A reader writes:

The reader who wrote that the children shouldn't be surprised by their parents' arrival home because it adds on more time to their worrying is off base. When my son came home on leave and then permanently from Afghanistan we did not know when his exact date of arrival would be. We were given a window in which to expect him. He called me one day to say his leave would begin sometime in the next two weeks and it would take up to a week to get home. I heard from him 12 days later to let me know he was in Dallas and would land in Houston in about 3 hours.

Same thing when he was due home for good. Just got a call one evening saying he had landed at Ft. Bragg and was safe. I knew he was supposed to be home somewhere in the 30 day window but no idea when.

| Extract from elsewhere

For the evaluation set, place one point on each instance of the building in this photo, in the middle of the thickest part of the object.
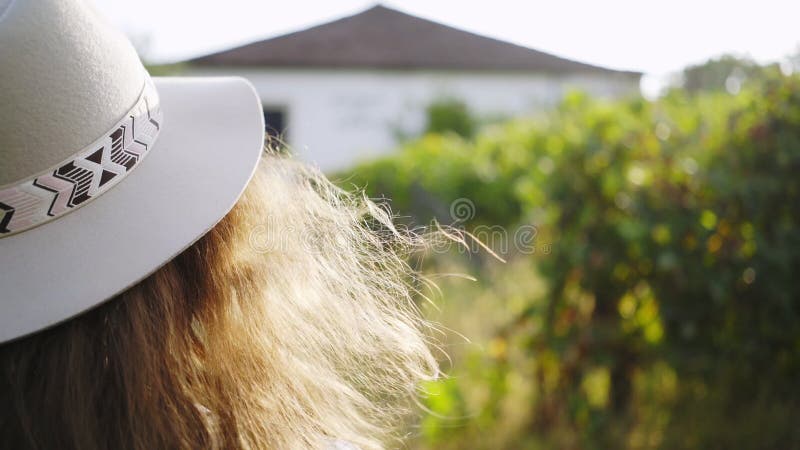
(345, 90)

Waiting for that window is a hard, hard thing. You don't know if they are truly coming. Or if something has happened and they canceled leaves. Or something happened to them along the way.  It is nerve wracking and my husband and I had many sleepless nights waiting for "the window". I imagine many spouses here in the states are not telling their children that mommy or daddy is coming home because they don't want to visit this prolonged waiting and worrying upon them. Leave the spouses alone. They are making the best decisions they can in a bad situation.

Another writes:

I've been on many deployments during my career in the Navy and as strange as it might sound to a civilian, they become routine after awhile. The only homecoming my family ever talks about is the one where I walked in the front door a week early, and that includes the homecoming after spending a year in Iraq. If I had called from the airport in Europe to tell everyone Dad was on his way home, that homecoming would have been lost with all the others. It's not about putting it on youtube, it's about making coming home more special than it already is.